Friday diorama

I have a new end-of-week ritual. Friday evening I leave the kids with my hubby, shut the door for my Hour, I prepare my writer’s workshop: the yellow notebook with vintage flowers, pen, a kitchen organizer of multi-colored sticky notes in the shapes fromclassic square to a kettle (I am a maniac of planning, taking notes, reminders in the form of sticky notes and organizers, I have about 16 sets for the moment) all occasions, from planning a working week to an orgy). I open some craft beer miracle with a minimum power of 7.5 volts (this week „Roaring 40”, mega hopped, slightly sweet and strong as I like). I sit in our small room with the lights off on the table by the windowsill – so that I can clearly see the diorama of windows in the opposite block.

Someone is making soup, someone is vacuuming, someone is watching TV, someone is arguing, someone is writing, someone is planning a triple premeditated murder. The meat saleswoman is dancing on a cigarette in the back room, she doesn’t know about my presence in her Moment. Observing them, I am with them, very close, intimate.

I’ve always loved it, since childhood. To look at houses through windows, reassured that the world continues, civilization is still developing in these pots, on sofas and under quilts. That we are safe. It may be the result of growing up in the communist era with the Soviet paranoia of nuclear war caused by the West. Maybe it is Chernobyl, which has always been somewhere in the background, in gossip, whispers, conversations at social events sprinkled with cognac, with the obligatory presence of jerked chicken in jelly served in tiny porcelain cups with green flowers.

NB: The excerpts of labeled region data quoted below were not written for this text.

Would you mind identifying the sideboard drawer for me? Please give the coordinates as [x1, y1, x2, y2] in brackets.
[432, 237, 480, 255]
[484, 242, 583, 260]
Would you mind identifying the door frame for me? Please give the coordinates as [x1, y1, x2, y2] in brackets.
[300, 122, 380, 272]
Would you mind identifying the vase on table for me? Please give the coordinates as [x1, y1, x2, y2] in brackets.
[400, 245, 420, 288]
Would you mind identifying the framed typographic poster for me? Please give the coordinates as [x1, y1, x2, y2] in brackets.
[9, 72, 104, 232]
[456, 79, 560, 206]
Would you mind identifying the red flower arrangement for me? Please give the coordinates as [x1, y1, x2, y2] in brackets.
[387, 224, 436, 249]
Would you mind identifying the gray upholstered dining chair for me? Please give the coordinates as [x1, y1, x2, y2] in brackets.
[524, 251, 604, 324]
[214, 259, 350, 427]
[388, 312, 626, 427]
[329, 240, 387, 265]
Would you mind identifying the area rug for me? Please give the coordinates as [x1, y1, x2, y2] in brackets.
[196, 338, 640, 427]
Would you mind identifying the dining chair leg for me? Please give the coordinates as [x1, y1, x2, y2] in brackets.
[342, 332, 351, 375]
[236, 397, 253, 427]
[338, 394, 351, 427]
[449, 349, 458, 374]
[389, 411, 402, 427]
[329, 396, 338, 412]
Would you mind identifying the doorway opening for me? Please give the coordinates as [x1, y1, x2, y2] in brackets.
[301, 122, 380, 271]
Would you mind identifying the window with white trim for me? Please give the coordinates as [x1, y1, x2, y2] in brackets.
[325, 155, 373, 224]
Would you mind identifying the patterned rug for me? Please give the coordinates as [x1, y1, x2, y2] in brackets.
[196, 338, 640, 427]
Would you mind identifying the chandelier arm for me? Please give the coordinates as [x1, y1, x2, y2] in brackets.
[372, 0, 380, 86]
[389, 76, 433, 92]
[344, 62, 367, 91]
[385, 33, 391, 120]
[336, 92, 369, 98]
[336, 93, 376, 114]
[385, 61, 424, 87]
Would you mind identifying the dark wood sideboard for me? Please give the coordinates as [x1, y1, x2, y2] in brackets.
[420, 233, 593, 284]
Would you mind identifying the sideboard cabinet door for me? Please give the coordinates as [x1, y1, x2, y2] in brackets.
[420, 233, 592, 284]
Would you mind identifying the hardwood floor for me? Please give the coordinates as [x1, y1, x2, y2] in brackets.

I was especially captivated by the evening dioramas of block or dormitory windows. So many families, so many people, so many things, dramas, nightmares, miracles, boredom, ecstasies, thoughts, feelings…. And all in aesthetic and hermetic window frames. No matter what, the frame remained intact. Terrifyingly insensitive, admirable in its consistency. People came and went, I looked enchanted and half an hour and an hour sometimes …

The most terrible thing was when the light went out.

I didn’t know if someone had gone to the other room or died, which I didn’t know about the soup, he hit her a lot or they made up, maybe the chops burnt. Suddenly, I was absolutely terrified.

Or maybe they just turned off the light, settled on the windowsill in the cocoon-enveloping darkness to look at us?